Thousands of Indians have demanded to know how the businessman was allowed to leave the country while owing £1bn ($1.4bn) of unpaid debts to banks, triggered by the collapse of his Kingfisher Airlines in 2013. Indian authorities have given Mallya one week to state why his passport should not be revoked as many turn to Twitter to target his son, Siddhart Mallya, over his father's actions.

Despite a number of messages from people, Siddhart appears to be relatively calm about the situation. As news broke about Vijay's passport being revoked, Siddhart hit back at angry Twitter messages with light-hearted responses to defend his father. Responding to a Twitter user who asked him to tell his father not to run away, Siddhart said: "Trust me, in 28 years, I've never seen my dad 'run' anywhere!" The Twitter user had said that Mallya should return to India and settle all loans.
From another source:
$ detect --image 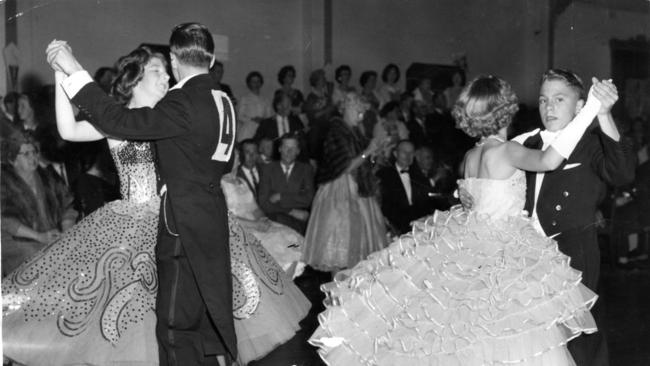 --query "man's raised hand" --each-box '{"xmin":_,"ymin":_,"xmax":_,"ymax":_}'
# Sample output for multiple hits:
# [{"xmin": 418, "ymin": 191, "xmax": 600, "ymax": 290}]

Another person questioned Siddhart on where his father was, before saying that he would soon be behind bars drinking "neat water". Siddhart took the opportunity to joke about the user's choice of words, saying: "'Neat' water? Does that mean it's going to be bottled? Guess that's okay then."
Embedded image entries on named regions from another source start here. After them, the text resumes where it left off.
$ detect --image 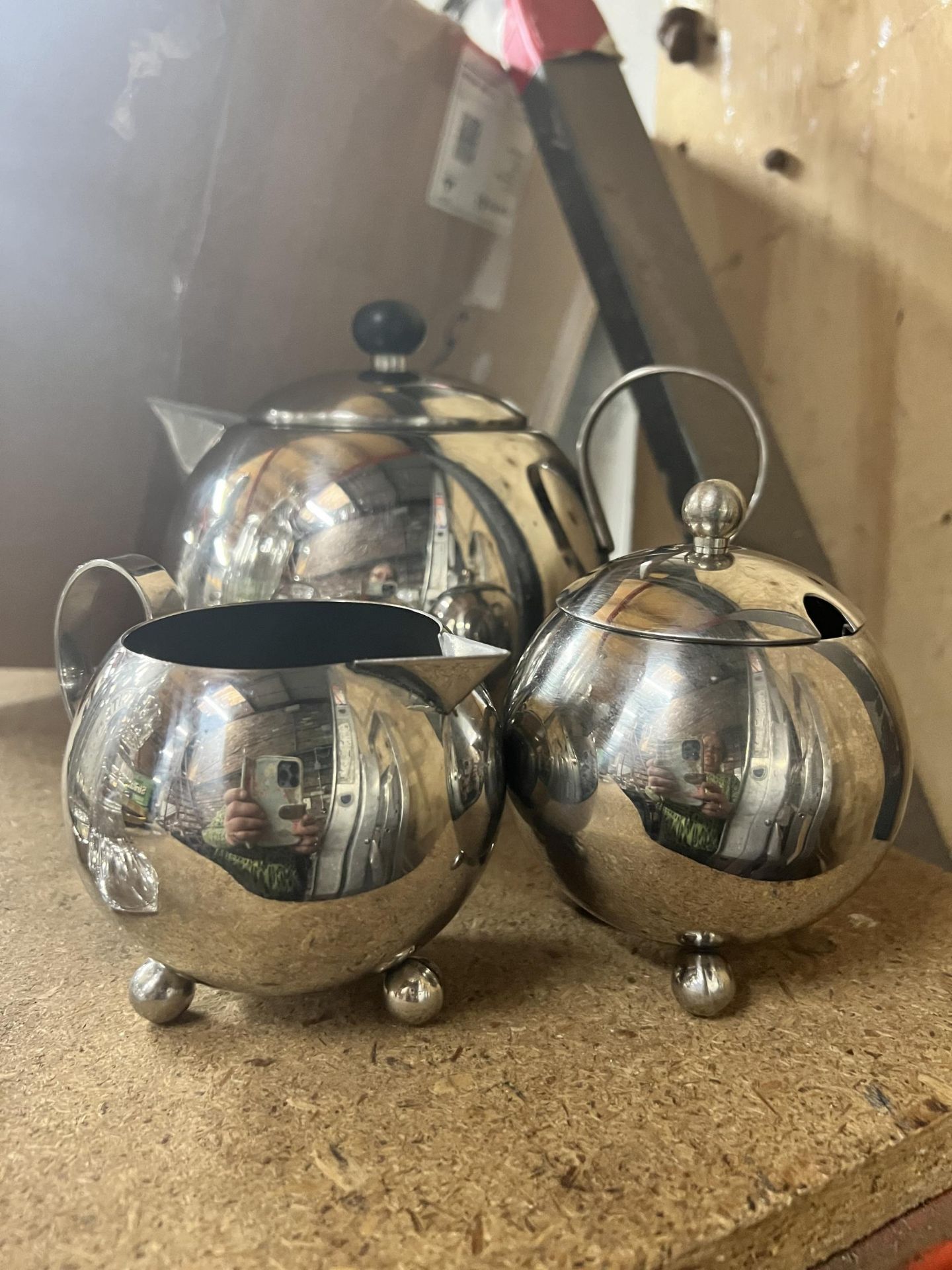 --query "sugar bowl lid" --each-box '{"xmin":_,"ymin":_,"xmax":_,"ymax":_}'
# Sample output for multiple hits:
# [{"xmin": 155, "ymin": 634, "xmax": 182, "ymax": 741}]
[
  {"xmin": 247, "ymin": 300, "xmax": 526, "ymax": 432},
  {"xmin": 557, "ymin": 480, "xmax": 863, "ymax": 645}
]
Despite a number of angry messages, Siddhart also got messages of support that commended him for having a positive attitude during the situation. When one user told Siddhart that he was "the most positive human" that she had ever heard of, Siddhart responded by saying: "It's the only way to be."

Another user also lent his support for Siddhart, sarcastically tweeting: "Nothing much to do, let's try and troll @sidmallya. Abuse him for stuff he's not responsible for." Siddhart retweeted the tweet with a comment saying, "Seems to be some people's favourite pasttime!"

Earlier in April 17 banks in India, led by the State Bank of India, rejected a proposal by Vijay Mallya to pay 40bn Indian rupees (£416m, $600m) by September 2016 to settle his loans, saying that the offer was inadequate. An arrest warrant has been issued by a court in Mumbai and Indian authorities are believed to be considering his deportation from the UK.